Friday, April 22, 2011

Skunked twice in one day of spring turkey hunting

After five days of Ohio’s spring wild turkey-hunting season I’ve been skunked but in more ways than one.

It’s been that sort of a season so far.

“Oh, Berry, noooo,” I said as the shrill words rumbled through the house’s interior.

That interior had been corrupted by what had just transpired outside of the house. Yet even closed windows could not completely shut out the molecules of skunk oil that wafted off Berry, my Labrador retriever.

Taking care of a skunk spray-hit dog is not a thing one wants to do at 4:30 a.m. Especially if in 30 minutes the intent was to saddle up and head east for another go at bagging a wild turkey.

However, that’s what both Bev, my wife, and I undertook, grabbing shards of ripped cleaning rags and soaking them in skunk odor-removal juice. This fluid was then liberally applied to Berry’s face, muzzle, neck, legs, body - anywhere and everywhere.

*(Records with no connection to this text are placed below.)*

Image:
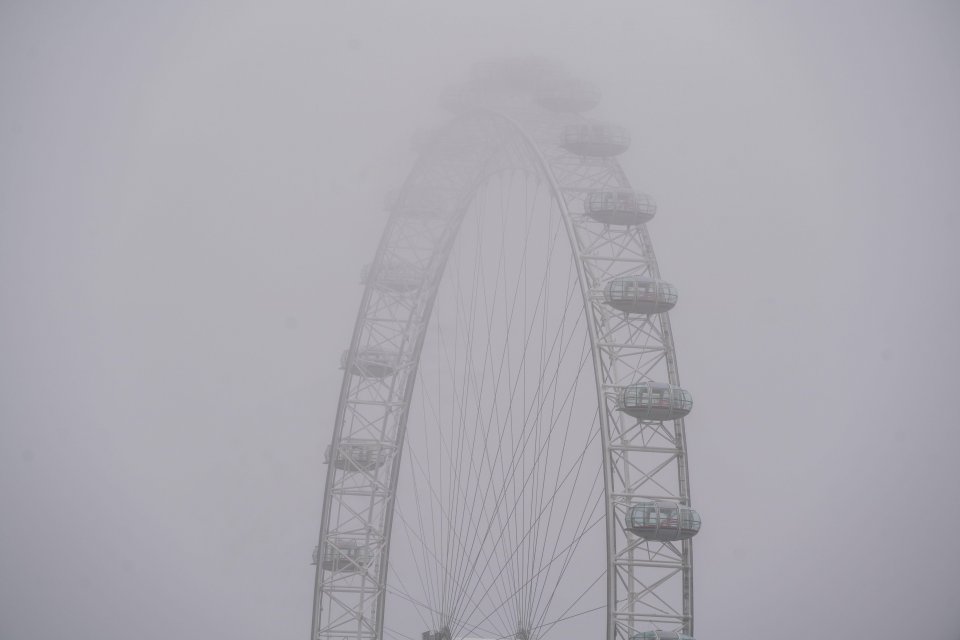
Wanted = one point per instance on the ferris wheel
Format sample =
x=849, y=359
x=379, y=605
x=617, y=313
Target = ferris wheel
x=509, y=456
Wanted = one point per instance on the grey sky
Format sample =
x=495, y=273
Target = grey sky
x=189, y=190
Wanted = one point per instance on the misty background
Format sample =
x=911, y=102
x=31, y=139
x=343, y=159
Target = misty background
x=188, y=192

From experience Bev and I have learned to keep a bottle of some type of skunk odor-removal product in the hall closest.

Every dog we’ve ever owned has found a backyard visiting skunk too much of a temptation. The little black-and-white critters looked so cute, each of the dogs seemed to say after exposure.

Poor Berry hasn’t learned her lesson. This was her second encounter.
So we did our doctoring, knowing full well we’d never get it all and will have to let time runs its course.

Speaking of time, I glanced at my watch and noticed that we would need to hustle if we were to be in the woods a spell before the legal start of the day’s hunting.

So we left the house and with it the aerosol effect of skunk oil that had begun to cling to every piece of fabric and dog hair it could find.

After Bev and I had reached our destination, anchored three turkey decoys and settled into the hunting blind, we were now at legal shooting time plus 5 minutes.

Not that being late mattered. The two gobblers that only two nights earlier had roosted in the trees just 150 yards away were nowhere to be heard much less seen.

At least we were reasonably comfortable, nestled in the blind, though I could detect a whiff or two of skunk odor that had found its way onto our hunting garments.

“It’s good cover scent,” Bev said.

But turkeys don’t care about scent, I reminded her.

What turkeys do express interest in are things like realistic decoys and sweet soundings notes played from a call of some kind. I had both and I used the weapons as best as I thought possible. Even so, once again I shot blanks.

The woodlot was silent of turkey talk, save for what I made with the several calls I had laid out.

What we did hear was an abundance of woodpeckers as they used their bills to jackhammer holes into trees.

As for sightings, we caught the temporary interest of a passing red fox. The animal stopped on a downed log, looked at the decoys and then continued on a trot to wherever it is that red foxes go in the early a.m.

The wind freshened as we sat and waited and clocked watched. The minutes only sauntered by, the slowness owing to the lack of turkey activity.

In three partial mornings of the opening week I had heard only one gobbler. And now I can add seeing just one hen.

Poking Bev and hissing low, I nodded toward the distance, pretty much along the same trace the red fox had taken an hour earlier.

Bev caught sight of the hen turkey, the bird slinking as much as a hen turkey can slink while paying absolutely no attention to either the decoys or my calling.

“I bet she’s done eating or breeding and is on her way to a nest,” I said, trying to impress Bev with my woodsmanship skills.

That was the last of the activity in so far as anything interesting happening.

After three hours of blind sitting (which beats stump sitting by a long country mile) we stowed the decoys in the blind, policed the area and made our way back along the tractor trail to our vehicle.

“I still had a good time,” Bev said, aware of how rare it is for her to be able to turkey hunt on a weekday.

Perhaps, but I’ll tell you this: I sure do hate being skunked twice in the same day.